Presentato in concorso all’ultimo Festival Internazionale del Cinema di Roma, è arrivato nelle sale, senza troppo clamore, l’ultimo gustoso film di Radu Mihaileanu. Con Il concerto il regista rumeno torna, come già fece con il ben noto Train de vie, a raccontarci stereotipi razziali e culturali con impagabile ironia, appena sofisticata e mai arrogante. Se in Train de vie una comunità yiddish scappava dal Nazismo autodeportandosi su un treno confezionato in casa, ne Il concerto gli ex componenti dell’Orchestra del Bolshoi, la migliore dell’intera Russia, partono alla volta di Parigi per rimettere mano agli strumenti, dopo vent’anni di astinenza forzata. Fu infatti la dittatura comunista a interrompere la loro gloria consegnandoli ad un presente lontano anni luce dalla musica e che li vede impegnati, piuttosto, nei mestieri più bizzarri.
Nella prima corposa parte, il film prende i contorni netti del registro comico, raccontando con notevole esuberanza le disavventure di questo scalcagnato e improbabile gruppone alla volta del palcoscenico parigino. Al centro si situano soprattutto gli stereotipi sulla cultura slava e sul comunismo, e il film si fa appezzare proprio per la divertita intelligenza che connota i dialoghi e il disegno di questi bizzarri personaggi. Con scene che vedono un gruppo di gitani confezionare i falsi passaporti per far partire il gruppo direttamente in aeroporto o battute come "Dobbiamo chiudere il gas all’Europa?", che un riccone russo pronuncia per minacciare gli impresari francesi, il risultato (esilarante) è assicurato. Nella seconda parte, il film, pur mantenendo la sua anima gaia, si colora non poco di toni melodrammatici, innestando nel plot principale la storia intima del direttore d’orchestra (un ottimo Alexeï Guskov) che fa tutt’uno con la Storia. Infatti, il riscatto che questi individui operano nei confronti della loro storia personale corrisponde pure, manco a dirlo, ad un’affermazione del proprio valore come gruppo contro i soprusi della Storia. È qui, allora, che il film si fa meno spontaneo e più didascalico, perdendo un po’ di brio. Soprattutto nel finale liberatorio, che fa della musica l’obiettivo ultimo e insieme il momento in cui tutti i nodi si scioglieranno. Il concerto fa da motore al climax finale e, seppur la musica non sia relegata a mero commento, per diventare invece vero elemento narrativo, ciò non accade forse con la dovuta audacia.
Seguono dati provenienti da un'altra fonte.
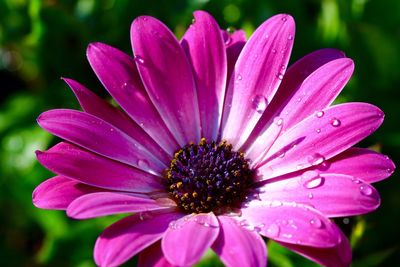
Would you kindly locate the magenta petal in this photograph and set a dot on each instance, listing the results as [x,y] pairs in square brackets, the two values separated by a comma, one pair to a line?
[256,77]
[96,106]
[294,90]
[193,235]
[119,75]
[321,136]
[334,195]
[100,137]
[205,50]
[239,247]
[107,203]
[361,163]
[58,192]
[86,167]
[127,237]
[337,256]
[153,257]
[167,76]
[234,44]
[291,223]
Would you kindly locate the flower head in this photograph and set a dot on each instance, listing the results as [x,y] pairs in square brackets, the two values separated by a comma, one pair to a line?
[215,143]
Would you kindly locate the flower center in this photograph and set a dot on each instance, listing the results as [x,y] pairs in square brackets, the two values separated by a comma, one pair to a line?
[209,177]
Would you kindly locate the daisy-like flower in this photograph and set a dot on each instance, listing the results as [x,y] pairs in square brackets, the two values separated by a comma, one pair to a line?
[214,145]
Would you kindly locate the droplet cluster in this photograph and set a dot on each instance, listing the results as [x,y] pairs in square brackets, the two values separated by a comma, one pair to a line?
[208,177]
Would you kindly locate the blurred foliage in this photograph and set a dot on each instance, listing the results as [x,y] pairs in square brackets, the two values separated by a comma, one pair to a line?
[42,40]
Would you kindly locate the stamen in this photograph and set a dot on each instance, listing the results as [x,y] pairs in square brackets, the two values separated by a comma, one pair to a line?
[208,177]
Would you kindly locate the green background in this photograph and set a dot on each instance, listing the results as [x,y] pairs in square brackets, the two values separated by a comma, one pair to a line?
[41,41]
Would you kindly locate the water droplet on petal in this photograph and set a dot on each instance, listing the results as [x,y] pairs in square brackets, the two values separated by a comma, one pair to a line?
[142,163]
[276,203]
[273,230]
[316,223]
[138,59]
[335,122]
[311,179]
[259,103]
[278,121]
[316,159]
[366,190]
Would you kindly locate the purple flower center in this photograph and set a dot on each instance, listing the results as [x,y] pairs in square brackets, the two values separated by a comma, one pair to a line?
[209,177]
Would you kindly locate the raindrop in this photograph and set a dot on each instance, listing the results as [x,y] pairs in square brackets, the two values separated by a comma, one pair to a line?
[139,59]
[259,103]
[316,159]
[335,122]
[311,179]
[366,190]
[143,164]
[276,203]
[273,230]
[278,121]
[316,223]
[287,236]
[320,114]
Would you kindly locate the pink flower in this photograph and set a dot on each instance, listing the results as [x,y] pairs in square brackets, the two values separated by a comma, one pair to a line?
[215,145]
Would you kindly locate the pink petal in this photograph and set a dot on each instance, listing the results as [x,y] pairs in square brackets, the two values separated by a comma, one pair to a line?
[334,195]
[100,137]
[153,257]
[96,106]
[234,44]
[167,77]
[239,247]
[86,167]
[127,237]
[290,223]
[321,136]
[297,84]
[337,256]
[187,239]
[361,163]
[58,192]
[256,77]
[125,86]
[205,50]
[107,203]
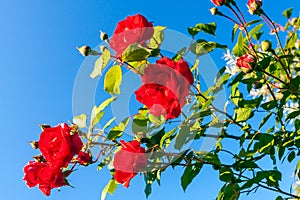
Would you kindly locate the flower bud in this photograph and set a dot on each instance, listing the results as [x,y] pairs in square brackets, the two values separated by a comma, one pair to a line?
[218,2]
[266,45]
[214,11]
[44,126]
[34,144]
[39,158]
[103,36]
[297,44]
[254,6]
[84,50]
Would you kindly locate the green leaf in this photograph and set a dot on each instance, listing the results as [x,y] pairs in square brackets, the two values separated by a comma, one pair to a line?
[97,112]
[265,119]
[242,114]
[189,174]
[269,105]
[179,54]
[135,52]
[109,188]
[225,174]
[202,47]
[288,12]
[241,47]
[165,140]
[291,156]
[252,22]
[117,131]
[158,37]
[207,28]
[182,137]
[80,120]
[113,80]
[101,63]
[255,30]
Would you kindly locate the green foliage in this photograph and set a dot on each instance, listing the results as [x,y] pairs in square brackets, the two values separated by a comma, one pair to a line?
[206,28]
[101,63]
[135,52]
[113,80]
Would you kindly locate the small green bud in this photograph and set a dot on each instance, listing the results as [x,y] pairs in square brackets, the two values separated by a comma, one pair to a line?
[214,11]
[103,36]
[266,45]
[84,50]
[34,144]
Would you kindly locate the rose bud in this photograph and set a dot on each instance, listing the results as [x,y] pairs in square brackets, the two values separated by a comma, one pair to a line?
[254,6]
[218,2]
[39,158]
[84,50]
[44,126]
[213,10]
[103,36]
[266,45]
[34,144]
[84,158]
[245,62]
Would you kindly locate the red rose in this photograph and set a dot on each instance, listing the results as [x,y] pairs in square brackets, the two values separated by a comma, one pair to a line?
[246,61]
[134,29]
[130,160]
[58,145]
[31,171]
[254,6]
[84,158]
[166,85]
[41,174]
[50,178]
[218,2]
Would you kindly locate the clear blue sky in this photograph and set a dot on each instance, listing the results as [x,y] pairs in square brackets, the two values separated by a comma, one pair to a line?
[39,63]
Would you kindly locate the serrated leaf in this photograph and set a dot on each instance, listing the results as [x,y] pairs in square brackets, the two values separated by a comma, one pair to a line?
[101,63]
[202,47]
[265,119]
[242,114]
[158,37]
[206,28]
[109,188]
[80,120]
[118,130]
[189,174]
[241,47]
[135,52]
[113,80]
[288,13]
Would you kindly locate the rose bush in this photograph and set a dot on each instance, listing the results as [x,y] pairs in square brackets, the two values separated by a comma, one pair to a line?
[59,144]
[165,87]
[261,82]
[130,160]
[134,29]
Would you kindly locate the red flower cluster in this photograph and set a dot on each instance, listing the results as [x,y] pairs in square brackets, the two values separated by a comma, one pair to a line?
[130,160]
[218,2]
[165,87]
[246,61]
[58,146]
[254,6]
[134,29]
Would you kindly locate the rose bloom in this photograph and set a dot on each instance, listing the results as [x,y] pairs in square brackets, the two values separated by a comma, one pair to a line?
[134,29]
[43,175]
[165,87]
[84,158]
[130,160]
[58,145]
[218,2]
[254,6]
[246,61]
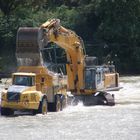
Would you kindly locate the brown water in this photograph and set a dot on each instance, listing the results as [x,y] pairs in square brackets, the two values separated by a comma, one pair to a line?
[120,122]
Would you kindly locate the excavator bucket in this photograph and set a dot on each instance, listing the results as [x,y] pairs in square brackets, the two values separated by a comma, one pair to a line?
[29,43]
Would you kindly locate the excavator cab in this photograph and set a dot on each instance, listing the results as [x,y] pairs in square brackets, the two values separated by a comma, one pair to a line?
[94,78]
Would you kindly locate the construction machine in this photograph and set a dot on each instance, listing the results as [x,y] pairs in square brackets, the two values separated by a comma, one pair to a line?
[34,88]
[86,81]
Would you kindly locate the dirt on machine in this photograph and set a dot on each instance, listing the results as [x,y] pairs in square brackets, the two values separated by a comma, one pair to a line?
[45,90]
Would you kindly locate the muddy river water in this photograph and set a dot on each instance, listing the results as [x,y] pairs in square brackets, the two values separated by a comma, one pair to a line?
[120,122]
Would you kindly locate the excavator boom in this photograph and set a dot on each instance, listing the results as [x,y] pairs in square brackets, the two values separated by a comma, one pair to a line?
[84,77]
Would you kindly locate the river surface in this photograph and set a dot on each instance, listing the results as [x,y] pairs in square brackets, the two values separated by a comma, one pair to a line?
[120,122]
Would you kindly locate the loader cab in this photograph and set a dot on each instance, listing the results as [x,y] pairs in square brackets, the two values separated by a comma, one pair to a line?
[94,78]
[23,79]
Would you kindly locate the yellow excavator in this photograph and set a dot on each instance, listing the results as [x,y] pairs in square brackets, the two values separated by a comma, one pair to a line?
[86,81]
[36,88]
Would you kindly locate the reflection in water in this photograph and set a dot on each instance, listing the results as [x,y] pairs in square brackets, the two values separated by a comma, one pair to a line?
[120,122]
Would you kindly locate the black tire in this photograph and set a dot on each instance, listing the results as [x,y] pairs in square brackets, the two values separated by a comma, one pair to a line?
[43,107]
[6,111]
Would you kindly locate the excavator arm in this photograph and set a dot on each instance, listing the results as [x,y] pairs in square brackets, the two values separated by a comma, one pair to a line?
[31,40]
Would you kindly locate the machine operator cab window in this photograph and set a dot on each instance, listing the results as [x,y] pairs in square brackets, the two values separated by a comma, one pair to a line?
[24,80]
[93,78]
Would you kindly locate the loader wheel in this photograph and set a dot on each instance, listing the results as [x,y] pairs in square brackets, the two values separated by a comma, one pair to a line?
[43,107]
[6,111]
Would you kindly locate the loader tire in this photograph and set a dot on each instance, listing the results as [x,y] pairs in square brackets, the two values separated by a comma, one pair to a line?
[6,111]
[43,107]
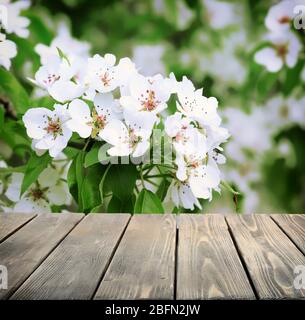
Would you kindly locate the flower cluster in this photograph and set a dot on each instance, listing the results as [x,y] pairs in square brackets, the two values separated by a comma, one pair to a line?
[12,23]
[49,190]
[111,102]
[284,45]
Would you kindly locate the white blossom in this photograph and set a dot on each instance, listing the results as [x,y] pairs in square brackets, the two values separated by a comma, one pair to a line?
[280,16]
[48,190]
[14,23]
[187,139]
[131,137]
[48,129]
[91,123]
[201,176]
[58,78]
[148,94]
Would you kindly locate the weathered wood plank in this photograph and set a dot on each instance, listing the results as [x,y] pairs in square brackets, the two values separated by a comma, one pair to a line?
[143,266]
[294,226]
[208,263]
[269,255]
[73,270]
[11,222]
[22,252]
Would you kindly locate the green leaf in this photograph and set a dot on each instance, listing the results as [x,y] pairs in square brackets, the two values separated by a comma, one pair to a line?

Del resto, in Train de vie, Radu Mihaileanu ci aveva sorpreso con una regia per nulla anonima, che sembrava inspessire volontariamente la portata ironica della messa in scena. Qui, invece, egli sembra preferire una presenza molto meno invasiva che, ad ogni modo, dà conto di un film che, seppur non privo di difetti, resta un’adorabile, esilarante e sentita parabola sugli uomini e sulla loro Storia.
TITOLO ORIGINALE: Le concert; REGIA: Radu Mihaileanu; SCENEGGIATURA: Radu Mihaileanu, Matthew Robbins; FOTOGRAFIA: Laurent Dailland; MONTAGGIO: Ludovic Troch; MUSICA: Armand Amar; PRODUZIONE: Belgio/Francia/Italia/Romania; ANNO: 2009; DURATA: 120 min.